Ba nodded and started the car.

They picked their way down the trail, Ba driving as quickly as he dared, while Jack scanned the road ahead in the headlights and as far to each side as he could see in the dark. Nothing. Nothing moving but the wind. As they wound down from the crest, the wind abated and the fish and seawater began to rain from the sky, narrowing vision even further. An occasional bug began to harass them.

Finally they came to the house. The lights were on and the generator was running, just as they'd been an hour ago. Jack leapt out and ran inside, stepping over a thrashing tuna and dodging bugs on the way. There weren't many around at the moment. Once inside he ran through the halls, shouting Kolabati's name. He didn't expect her to be here—how could she have beat them back on foot?—but he had to give it a shot, had to assure himself that he'd looked everywhere.

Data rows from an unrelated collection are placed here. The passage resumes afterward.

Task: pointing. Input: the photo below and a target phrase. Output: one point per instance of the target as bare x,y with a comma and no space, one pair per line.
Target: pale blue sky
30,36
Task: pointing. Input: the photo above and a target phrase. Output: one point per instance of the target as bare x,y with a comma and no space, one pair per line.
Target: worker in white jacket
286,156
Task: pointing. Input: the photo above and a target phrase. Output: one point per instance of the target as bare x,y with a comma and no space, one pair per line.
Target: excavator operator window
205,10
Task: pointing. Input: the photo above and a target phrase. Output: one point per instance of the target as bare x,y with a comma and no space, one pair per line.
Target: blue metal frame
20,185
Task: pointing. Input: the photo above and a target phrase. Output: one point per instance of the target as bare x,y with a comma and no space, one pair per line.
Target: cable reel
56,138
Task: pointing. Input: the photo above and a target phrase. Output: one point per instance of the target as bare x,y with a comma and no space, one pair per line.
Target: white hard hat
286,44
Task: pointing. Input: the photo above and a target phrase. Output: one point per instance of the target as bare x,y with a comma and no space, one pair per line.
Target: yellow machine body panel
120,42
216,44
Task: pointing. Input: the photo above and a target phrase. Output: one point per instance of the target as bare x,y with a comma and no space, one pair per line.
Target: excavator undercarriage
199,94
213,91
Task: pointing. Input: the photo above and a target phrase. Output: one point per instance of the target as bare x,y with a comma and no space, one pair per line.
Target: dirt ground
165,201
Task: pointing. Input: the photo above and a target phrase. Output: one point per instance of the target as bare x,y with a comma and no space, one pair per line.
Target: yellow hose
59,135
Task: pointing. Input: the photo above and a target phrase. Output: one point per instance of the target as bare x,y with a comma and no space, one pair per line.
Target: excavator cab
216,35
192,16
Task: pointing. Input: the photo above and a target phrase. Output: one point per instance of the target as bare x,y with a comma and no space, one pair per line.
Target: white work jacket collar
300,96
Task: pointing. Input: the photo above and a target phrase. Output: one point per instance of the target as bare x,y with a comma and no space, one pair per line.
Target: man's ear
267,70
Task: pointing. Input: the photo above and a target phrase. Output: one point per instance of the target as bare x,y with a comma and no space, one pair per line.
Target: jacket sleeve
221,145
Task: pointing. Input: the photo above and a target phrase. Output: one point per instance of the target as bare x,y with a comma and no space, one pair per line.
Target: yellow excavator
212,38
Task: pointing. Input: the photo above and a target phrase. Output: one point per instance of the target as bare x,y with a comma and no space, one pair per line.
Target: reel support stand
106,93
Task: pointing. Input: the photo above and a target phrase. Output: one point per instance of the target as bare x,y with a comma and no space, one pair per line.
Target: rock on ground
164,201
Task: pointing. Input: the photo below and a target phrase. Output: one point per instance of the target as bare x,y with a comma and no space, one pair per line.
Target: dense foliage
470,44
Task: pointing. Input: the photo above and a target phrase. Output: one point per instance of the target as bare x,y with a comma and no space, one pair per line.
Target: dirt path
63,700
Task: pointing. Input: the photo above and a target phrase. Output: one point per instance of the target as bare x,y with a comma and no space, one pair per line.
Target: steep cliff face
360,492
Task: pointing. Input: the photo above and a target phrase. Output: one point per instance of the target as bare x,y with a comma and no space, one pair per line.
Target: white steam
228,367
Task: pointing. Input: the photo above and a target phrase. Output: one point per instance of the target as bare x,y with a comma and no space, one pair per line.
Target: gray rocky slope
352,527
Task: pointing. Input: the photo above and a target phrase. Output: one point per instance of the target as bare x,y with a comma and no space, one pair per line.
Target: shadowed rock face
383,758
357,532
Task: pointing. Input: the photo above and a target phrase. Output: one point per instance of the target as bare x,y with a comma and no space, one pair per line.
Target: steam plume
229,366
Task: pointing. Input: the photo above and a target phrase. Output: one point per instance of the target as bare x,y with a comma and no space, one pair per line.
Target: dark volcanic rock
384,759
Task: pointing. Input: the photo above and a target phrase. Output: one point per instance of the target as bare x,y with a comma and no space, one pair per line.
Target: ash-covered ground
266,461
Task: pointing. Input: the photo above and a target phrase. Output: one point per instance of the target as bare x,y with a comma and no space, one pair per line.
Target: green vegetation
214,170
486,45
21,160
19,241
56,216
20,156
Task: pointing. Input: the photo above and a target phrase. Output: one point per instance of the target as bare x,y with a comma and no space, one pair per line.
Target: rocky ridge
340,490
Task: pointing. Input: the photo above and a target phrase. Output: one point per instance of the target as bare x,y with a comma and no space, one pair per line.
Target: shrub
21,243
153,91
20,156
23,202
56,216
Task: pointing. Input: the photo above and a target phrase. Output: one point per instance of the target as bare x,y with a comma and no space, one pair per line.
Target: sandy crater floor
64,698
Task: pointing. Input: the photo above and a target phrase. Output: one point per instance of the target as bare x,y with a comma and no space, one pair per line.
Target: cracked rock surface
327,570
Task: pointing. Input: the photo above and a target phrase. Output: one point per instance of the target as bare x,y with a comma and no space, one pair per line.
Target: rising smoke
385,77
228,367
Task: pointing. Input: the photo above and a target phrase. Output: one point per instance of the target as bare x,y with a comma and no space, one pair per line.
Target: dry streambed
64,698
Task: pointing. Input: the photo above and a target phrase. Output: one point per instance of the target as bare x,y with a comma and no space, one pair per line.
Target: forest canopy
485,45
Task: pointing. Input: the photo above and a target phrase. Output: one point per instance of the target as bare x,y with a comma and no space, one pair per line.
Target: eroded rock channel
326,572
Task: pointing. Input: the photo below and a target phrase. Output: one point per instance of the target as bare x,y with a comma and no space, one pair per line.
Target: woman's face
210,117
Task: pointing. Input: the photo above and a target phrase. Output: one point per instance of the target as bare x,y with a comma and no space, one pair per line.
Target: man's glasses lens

Uncertainty gnawed at him. What if he didn't find her? What if she was hiding from him? Had she lied? Had she had any intention at all of coming back to New York with him? Apparently not.

What a pathetic jerk I am.

He took the stairs to the upper floor, to the great room, but lurched to a stop when he heard the sound. Ahead, bleeding down the hall from the great room, a buzz, the unmistakable sound of over-sized diaphanous wings, hundreds of them, beating madly. Had they caught somebody—Bati perhaps? Were they in the midst of some sort of feeding frenzy?

He wanted to turn and run but forced himself to stand fast. Something about the buzzing…not wild and frenzied…calmer, smoother, almost…placid.

He stepped forward. He had to see what was going on in there. From back here he could see only the front end of the room. The lone lamp that still functioned gave off enough light for him to make out the details of the room. And what he saw sent his skin crawling.

Bugs…the great room was full of them, crowded with them. They obscured the walls, perched on the furniture, floated in the air. All kinds of bugs, from hovering chew wasps to drifting men-o'-war, and all facing the same direction, away from the smashed windows, toward the interior of the room. Jack's legs urged him to get the hell out of here, but he had to see what held them so spellbound.

Jack dropped to his knees and inched forward. The bugs remained oblivious to him. He stretched out on the bare floor and craned his neck around the edge of the entry way to bring the rest of the room into view.

More bugs. So tightly packed he could barely see through the thick of them. Then a gust of wind sluiced through the windows, undulating the hovering mass enough for Jack to catch a look at the center of the great room.

It was the sculpture, Moki's final work. The only object in the room on which the bugs had not perched. Its long, arching wooden spokes were bare for their entire length, from where they seemed to spring from the walls to their common center, the jagged, unwieldy aggregate of black and red lava fragments. The bugs hovered about it, every one of them faced toward its center like rapt churchgoers in silent benediction.

And the lava center…it pulsed with an unholy yellow light, slowly, as if in time with the beat of a massive, hidden heart.